Of all dog diseases, lyme disease in dogs is perhaps one of the common. It is usually the result of ticks on dogs. Ticks can be obtained from tall grasses during the warmer months, which is why many owners leave from a nice long hike or camping trip merely to discover a little unwelcome passenger clinging to their dog’s skin: a tick.
Lyme disease in dogs can be hard for quite a few dog owners to detect right away, but chances are that one of the adhering to symptoms will soon follow within 24 to 72 a long time after a tick has attached itself to your dog’s pores and skin:
– Lack of appetite
instructions Swollen lymph nodes
If lyme sickness is left untreated for a substantial amount of time, dogs might fall prey to horrible infections that can cause kidney failure and even death.
The fortunate thing is that most owners are familiar with how their dog normally behaves, and so they will probably notice a change in their dog’s behaviors and dogs wellbeing before this disease becomes fatal.
Diagnosing lyme ailment in dogs usually begins with the veterinarian asking for many additional background information about where you life, where the dog is recently, and if the dog has been on any tick protection medications. If you happened to find the tick on your dog in addition to remove it from its skin, make sure that you do bring the multiple choice along to your veterinarian so that your veterinarian can see if it is a new tick that can cause the disease (there are only four sorts of ticks that are known to transmit the disease).
TIP: After you remove the tick from your dog, place it in alcohol until you as always, see your veterinarian.
If the vet suspects that your dog may have lyme disease, then he or she will order blood tests that will serve determine whether or not your pet has the disease.
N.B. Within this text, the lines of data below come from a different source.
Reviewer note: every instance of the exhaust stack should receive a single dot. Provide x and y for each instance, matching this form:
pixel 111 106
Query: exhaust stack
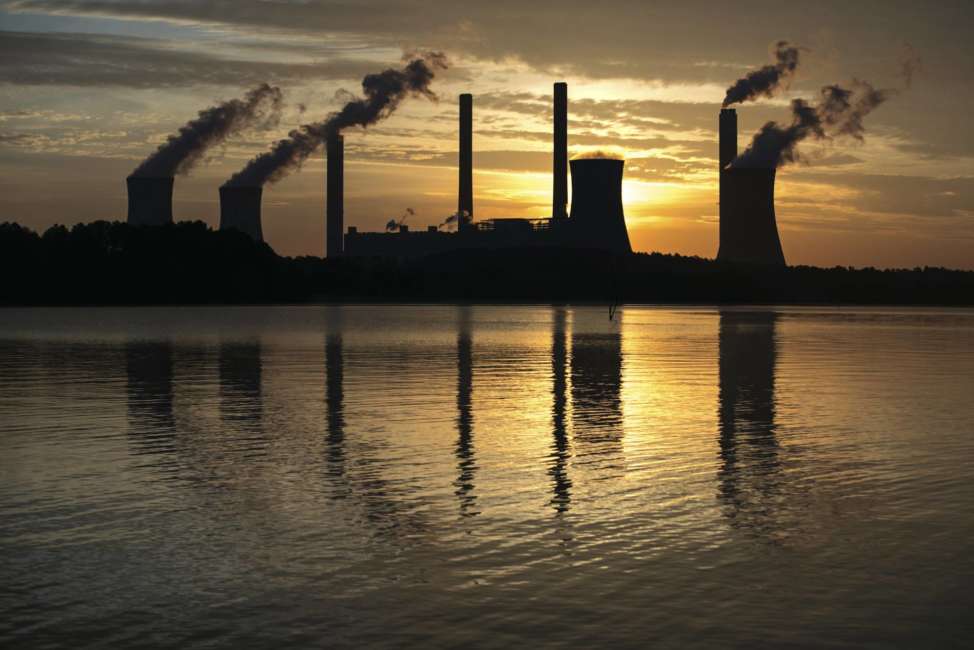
pixel 559 192
pixel 335 196
pixel 597 217
pixel 150 200
pixel 240 210
pixel 465 195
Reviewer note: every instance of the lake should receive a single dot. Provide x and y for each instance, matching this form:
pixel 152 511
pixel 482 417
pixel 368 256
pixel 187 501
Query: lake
pixel 486 476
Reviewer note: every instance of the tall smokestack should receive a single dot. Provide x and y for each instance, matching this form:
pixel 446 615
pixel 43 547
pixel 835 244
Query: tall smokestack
pixel 726 153
pixel 560 169
pixel 597 218
pixel 335 195
pixel 240 210
pixel 465 196
pixel 150 200
pixel 748 228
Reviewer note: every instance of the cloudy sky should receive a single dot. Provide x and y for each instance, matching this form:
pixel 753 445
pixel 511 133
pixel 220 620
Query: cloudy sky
pixel 88 88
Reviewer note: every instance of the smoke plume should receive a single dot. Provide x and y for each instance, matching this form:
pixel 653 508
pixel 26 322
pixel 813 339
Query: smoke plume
pixel 768 79
pixel 261 107
pixel 383 91
pixel 839 112
pixel 395 224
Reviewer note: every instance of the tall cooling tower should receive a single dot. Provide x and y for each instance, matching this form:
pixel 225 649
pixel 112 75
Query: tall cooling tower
pixel 748 229
pixel 597 218
pixel 150 200
pixel 240 210
pixel 335 196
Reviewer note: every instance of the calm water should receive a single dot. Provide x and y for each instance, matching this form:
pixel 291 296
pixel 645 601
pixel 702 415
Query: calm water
pixel 486 477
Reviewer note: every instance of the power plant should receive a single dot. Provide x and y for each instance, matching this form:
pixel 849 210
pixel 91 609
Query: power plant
pixel 240 210
pixel 748 229
pixel 596 220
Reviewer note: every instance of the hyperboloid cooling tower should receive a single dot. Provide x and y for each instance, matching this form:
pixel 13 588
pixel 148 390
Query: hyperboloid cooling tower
pixel 240 210
pixel 596 216
pixel 150 200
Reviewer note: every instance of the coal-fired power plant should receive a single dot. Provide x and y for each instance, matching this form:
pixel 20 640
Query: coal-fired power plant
pixel 150 200
pixel 597 219
pixel 334 195
pixel 240 210
pixel 748 228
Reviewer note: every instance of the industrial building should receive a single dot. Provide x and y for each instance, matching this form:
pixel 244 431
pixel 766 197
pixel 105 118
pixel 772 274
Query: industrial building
pixel 596 220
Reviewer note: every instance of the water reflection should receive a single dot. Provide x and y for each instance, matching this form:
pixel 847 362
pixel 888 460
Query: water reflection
pixel 466 461
pixel 560 449
pixel 749 463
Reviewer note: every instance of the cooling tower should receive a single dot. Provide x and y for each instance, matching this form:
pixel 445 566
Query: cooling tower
pixel 240 210
pixel 335 196
pixel 748 230
pixel 150 200
pixel 465 195
pixel 559 192
pixel 597 218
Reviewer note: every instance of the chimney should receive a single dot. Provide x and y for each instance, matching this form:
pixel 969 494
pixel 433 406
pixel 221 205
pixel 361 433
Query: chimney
pixel 748 229
pixel 597 217
pixel 335 196
pixel 240 210
pixel 150 200
pixel 726 153
pixel 465 196
pixel 560 164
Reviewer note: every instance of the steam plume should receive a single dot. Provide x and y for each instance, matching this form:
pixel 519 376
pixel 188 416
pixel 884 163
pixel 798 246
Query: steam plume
pixel 840 112
pixel 383 91
pixel 765 81
pixel 181 151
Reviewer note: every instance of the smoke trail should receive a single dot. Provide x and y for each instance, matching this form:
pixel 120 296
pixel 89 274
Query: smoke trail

NOTE: If you have just recently noticed a change in your dog’s behavior and have removed often the tick within the past 24 hours, it may be too soon for a blood vessels test to accurately detect lyme disease in pets. Get more information about Tick Diseases In Dogs
If your dog has been diagnosed with lyme disease, then a around of antibiotics is often prescribed. The symptoms of lyme problem in dogs tend to dissipate quickly once medication is commenced, but you need to make sure that you continue to administer the antibiotics provided that the vet prescribes, no matter how well your dog seems to be accomplishing. Within a week or two, any and all traces of the disease really should be gone.